Unless I'm misremembering, the article that mentions prejudice against cybernectic limbs and organs (in one of the TDs, I think?) says that many ex-military people have them because they're cheaper than the more natural alternatives and the military tends to pay only for the cheapest solution. So people with cybernectics may be looked down upon for being to poor to be able to afford natural replacements.

I've no idea if this fits with the prices the rules give, but that's how I remember it.
Hans

This is another thing that is done HORRIBLY in the 3I. Sweeping generalities about attitudes that are supposed to held by a sizable % of people living on countless worlds scattered over hundreds of light years. The worlds involved span the spectrum of wealth, cultures & TL's. I'd ignore anything as improbable as that.

YKMM
 
Imperial culture is not a monoculture. There may be a great deal of difference between the many local cultures and the spacefaring culture, not to mention each other.

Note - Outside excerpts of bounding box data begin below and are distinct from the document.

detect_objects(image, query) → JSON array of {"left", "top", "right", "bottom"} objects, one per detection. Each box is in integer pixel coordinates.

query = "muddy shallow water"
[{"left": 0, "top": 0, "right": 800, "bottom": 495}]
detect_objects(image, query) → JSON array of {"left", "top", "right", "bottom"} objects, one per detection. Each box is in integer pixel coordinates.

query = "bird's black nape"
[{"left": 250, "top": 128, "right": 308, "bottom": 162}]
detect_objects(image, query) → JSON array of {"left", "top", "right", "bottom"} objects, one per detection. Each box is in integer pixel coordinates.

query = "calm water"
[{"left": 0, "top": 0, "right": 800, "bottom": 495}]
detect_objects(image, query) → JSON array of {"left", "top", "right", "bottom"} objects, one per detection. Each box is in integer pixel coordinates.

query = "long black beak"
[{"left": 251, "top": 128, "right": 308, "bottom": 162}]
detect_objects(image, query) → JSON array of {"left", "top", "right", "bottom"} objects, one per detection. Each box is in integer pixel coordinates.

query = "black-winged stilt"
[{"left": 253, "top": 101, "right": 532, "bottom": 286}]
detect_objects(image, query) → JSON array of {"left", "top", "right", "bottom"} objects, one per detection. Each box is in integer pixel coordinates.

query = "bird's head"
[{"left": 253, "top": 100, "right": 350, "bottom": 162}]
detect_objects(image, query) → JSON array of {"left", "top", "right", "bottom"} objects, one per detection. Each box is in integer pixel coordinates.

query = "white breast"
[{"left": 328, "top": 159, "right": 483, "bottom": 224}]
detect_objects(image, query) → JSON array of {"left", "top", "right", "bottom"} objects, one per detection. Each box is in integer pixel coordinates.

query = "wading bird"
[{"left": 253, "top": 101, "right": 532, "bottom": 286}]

Absolutely. But there would be prevailing cultural memes for the 3I itself, otherwise what is there to tie them all together? 3I would be, a thousand years on, similar to the culture of Sylea at the time of the founding.

This is another thing that is done HORRIBLY in the 3I. Sweeping generalities about attitudes that are supposed to held by a sizable % of people living on countless worlds scattered over hundreds of light years. The worlds involved span the spectrum of wealth, cultures & TL's. I'd ignore anything as improbable as that.
YKMM

Agreed. Sort of looked at here, but part of it will come down to the 3I's attitude to robots. That's what'd drive their ownership and use at starports and Imperial facilities (the services), which will in turn exert some influence on the worlds themselves. Or is it quite different in YTU?
 
Agreed. Sort of looked at here, but part of it will come down to the 3I's attitude to robots. That's what'd drive their ownership and use at starports and Imperial facilities (the services), which will in turn exert some influence on the worlds themselves. Or is it quite different in YTU?


It would no more drive consumer trends in home appliances than the US Army drives trends. Looking at interstellar passage costs, the vast, VAST majority of 3I citizens don't interact directly with Imperial forces or even facilities. Not to mention the fact that if the #I Gov did NOT take advantage of that type of hi-tech, they'd get over taken by more efficient empire that DID. ANOTHER huge oversight of insane proportions.